I have trouble sleeping at night. Oh, I can get to sleep, no problem. Staying asleep, however, can be a problem. Thus, I leave the TV on all night. (Everything I read says that this just adds to the problem. Oh well!)
Sometimes, there just aren't too many shows to choose from late at night, so I gravitate to a couple of the same format. One is called Bar Rescue. The other is Gordon Ramsey's Kitchen Nightmares. There is a third called Tabitha Takes Over, but I don't like it at all, so I stopped watching it.

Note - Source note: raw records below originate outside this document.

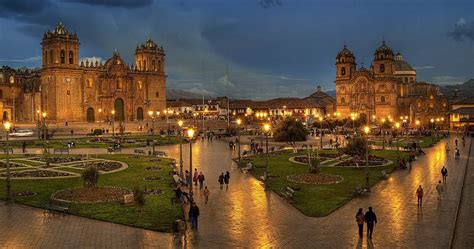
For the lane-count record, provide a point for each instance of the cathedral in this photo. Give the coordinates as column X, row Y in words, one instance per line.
column 70, row 90
column 388, row 89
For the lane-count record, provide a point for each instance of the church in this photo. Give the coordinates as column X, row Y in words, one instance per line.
column 388, row 89
column 70, row 90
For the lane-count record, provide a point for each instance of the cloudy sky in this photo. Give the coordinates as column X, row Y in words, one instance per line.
column 270, row 48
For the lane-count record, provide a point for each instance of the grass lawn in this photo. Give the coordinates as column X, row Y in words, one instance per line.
column 86, row 142
column 158, row 213
column 319, row 200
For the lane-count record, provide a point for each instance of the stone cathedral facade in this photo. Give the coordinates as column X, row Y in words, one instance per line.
column 387, row 89
column 72, row 91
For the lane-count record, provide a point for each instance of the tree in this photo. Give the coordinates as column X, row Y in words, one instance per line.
column 290, row 131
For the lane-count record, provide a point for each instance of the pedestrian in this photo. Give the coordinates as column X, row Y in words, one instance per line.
column 196, row 176
column 419, row 195
column 370, row 219
column 440, row 190
column 444, row 172
column 201, row 180
column 226, row 179
column 221, row 180
column 360, row 218
column 193, row 215
column 206, row 194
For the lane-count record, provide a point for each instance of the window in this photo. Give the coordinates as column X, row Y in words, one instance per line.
column 62, row 56
column 71, row 57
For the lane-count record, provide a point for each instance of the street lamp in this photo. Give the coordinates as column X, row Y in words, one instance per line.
column 45, row 135
column 366, row 131
column 190, row 134
column 180, row 124
column 239, row 121
column 266, row 129
column 113, row 123
column 8, row 126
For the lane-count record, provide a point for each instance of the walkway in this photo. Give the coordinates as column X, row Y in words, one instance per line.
column 246, row 216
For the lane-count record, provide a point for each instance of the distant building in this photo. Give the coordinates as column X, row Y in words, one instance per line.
column 387, row 89
column 68, row 89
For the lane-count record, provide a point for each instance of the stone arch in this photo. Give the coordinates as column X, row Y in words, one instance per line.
column 90, row 115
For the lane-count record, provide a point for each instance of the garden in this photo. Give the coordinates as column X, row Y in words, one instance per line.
column 94, row 187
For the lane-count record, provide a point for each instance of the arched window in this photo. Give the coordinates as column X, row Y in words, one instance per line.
column 71, row 57
column 63, row 56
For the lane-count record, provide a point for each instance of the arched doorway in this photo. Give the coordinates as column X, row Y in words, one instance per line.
column 119, row 110
column 90, row 115
column 139, row 113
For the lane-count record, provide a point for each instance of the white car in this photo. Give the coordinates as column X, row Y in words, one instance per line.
column 22, row 133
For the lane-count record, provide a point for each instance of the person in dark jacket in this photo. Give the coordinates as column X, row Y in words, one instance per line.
column 370, row 219
column 193, row 215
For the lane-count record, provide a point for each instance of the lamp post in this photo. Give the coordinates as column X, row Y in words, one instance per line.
column 367, row 131
column 266, row 129
column 190, row 134
column 180, row 124
column 239, row 121
column 45, row 135
column 7, row 126
column 113, row 122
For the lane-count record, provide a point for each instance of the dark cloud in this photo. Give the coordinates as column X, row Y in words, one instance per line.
column 22, row 7
column 269, row 3
column 463, row 30
column 115, row 3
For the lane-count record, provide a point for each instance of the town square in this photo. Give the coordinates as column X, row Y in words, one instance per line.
column 179, row 124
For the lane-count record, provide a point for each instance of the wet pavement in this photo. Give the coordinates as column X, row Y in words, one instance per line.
column 247, row 216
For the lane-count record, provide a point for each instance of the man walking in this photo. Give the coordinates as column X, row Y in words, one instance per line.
column 360, row 218
column 370, row 219
column 193, row 215
column 444, row 172
column 419, row 195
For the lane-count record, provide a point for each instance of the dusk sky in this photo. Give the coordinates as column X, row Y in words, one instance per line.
column 273, row 48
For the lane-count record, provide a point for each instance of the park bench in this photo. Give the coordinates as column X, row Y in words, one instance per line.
column 61, row 150
column 8, row 150
column 384, row 175
column 361, row 191
column 139, row 152
column 57, row 206
column 288, row 193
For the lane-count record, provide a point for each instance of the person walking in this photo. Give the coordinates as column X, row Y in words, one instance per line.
column 440, row 190
column 226, row 179
column 221, row 180
column 371, row 220
column 201, row 180
column 360, row 219
column 444, row 172
column 419, row 195
column 193, row 215
column 206, row 194
column 196, row 176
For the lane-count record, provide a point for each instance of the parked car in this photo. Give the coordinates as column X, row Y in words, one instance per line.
column 22, row 133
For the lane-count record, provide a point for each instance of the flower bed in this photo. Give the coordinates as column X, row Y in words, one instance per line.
column 102, row 166
column 91, row 195
column 36, row 173
column 316, row 179
column 152, row 178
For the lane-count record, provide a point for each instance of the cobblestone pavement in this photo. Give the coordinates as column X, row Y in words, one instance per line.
column 247, row 216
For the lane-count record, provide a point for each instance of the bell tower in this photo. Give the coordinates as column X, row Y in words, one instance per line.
column 60, row 48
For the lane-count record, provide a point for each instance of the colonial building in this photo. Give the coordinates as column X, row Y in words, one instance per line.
column 68, row 90
column 387, row 89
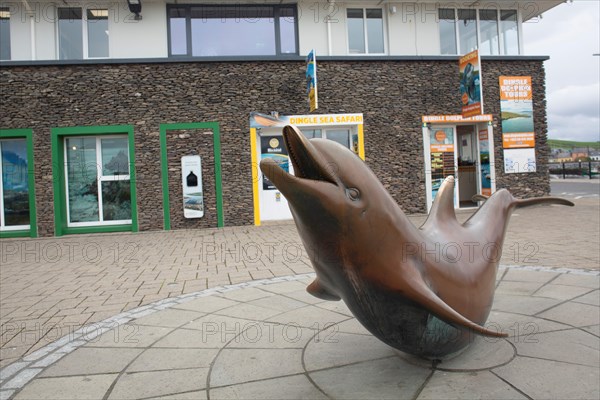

All three have the same premise. A business--bar, restaurant, beauty salon--is losing money and at risk of closing. Someone calls in the expert for a rescue. The experts look askance at the staff, the cleanliness of the establishment, the feasibility of the facility, and the acceptability of the food (served both in bar and restaurant). There is a lot of profanity in the shows and a lot of yelling. Tempers flare. Kitchens get closed down until they can get to the bottom of problems. The chef expert and/or patrons of the restaurant find the food inedible. Each "expert" almost always mentions "that this is the "worst situation [they] have ever encountered in all their years of doing this." Facilities are remodeled at the expense of the show. In the end, voila! Everything is hunky-dory, thanks to the experts.
Watching these shows gives me somewhat of a bad taste in my mouth (no pun intended) for eating out. But I ate out today, with some radio friends of mine on their way to the Dayton, OH, Hamvention. I pulled some sort of a piece of cellophane plastic off my country-fried steak, and it occurred to me that I have never, ever, sent a meal back to the kitchen. The people in the shows would send steaks back to the kitchen because they were cold when delivered to the table. I have had cold meals before but never sent them back. I didn't send my meal back to the kitchen today because of the piece of plastic. I pulled it off and kept eating. Why??? I don't like to make a scene, I guess. I mean, I cook too, and sometimes stuff appears in my food. I just remove it and move on. Should I expect more from a place that I am paying to feed me?
I was raised in a family that ate home-grown vegetables. When I was in second grade, I remember my mother putting a bowl of home-grown broccoli on the table. Yum! And then I spotted the worm in it. At closer inspection, the whole bowl was full of worms--all dead, of course--but there, nonetheless. Had there just been one worm, we would have removed it and continued to eat. As it was, Mom just took away the whole bowl and it was never spoken of again. Buckshot in the rabbit on the table...a cherry pit in the cherry pie. Are we so picky that we can't see past the cat hair in the Alfredo sauce?
I'm still trying to decide if I'm not picky enough and thus teaching people to treat me poorly, or if I'm just a result of my raising. I've eaten plenty of dirt in my day. Drank out of garden hoses. Brushed the dirt off carrots or strawberries from the garden and popped them in my mouth. I even walked barefoot and just scraped glass pieces out of my bare foot and kept on walking. Yet I'm still alive.
I bought a Michelina frozen meal at the grocery today. When I got it up to the check-out, I noticed that one whole side of the cardboard packaging was open. I decided right then that I needed another, so a stockboy was sent to get one for me. I was apologetic, but the thing was clearly defective. Most likely, it was safe, but why risk it? Maybe I'm no so hopeless after all.
I guess if I am eating an expensive meal out sometime, and it doesn't meet with the proper expectation, I'll feel obligated to send it back to the kitchen and hope for something better. In the meantime, I will hope that it's good enough.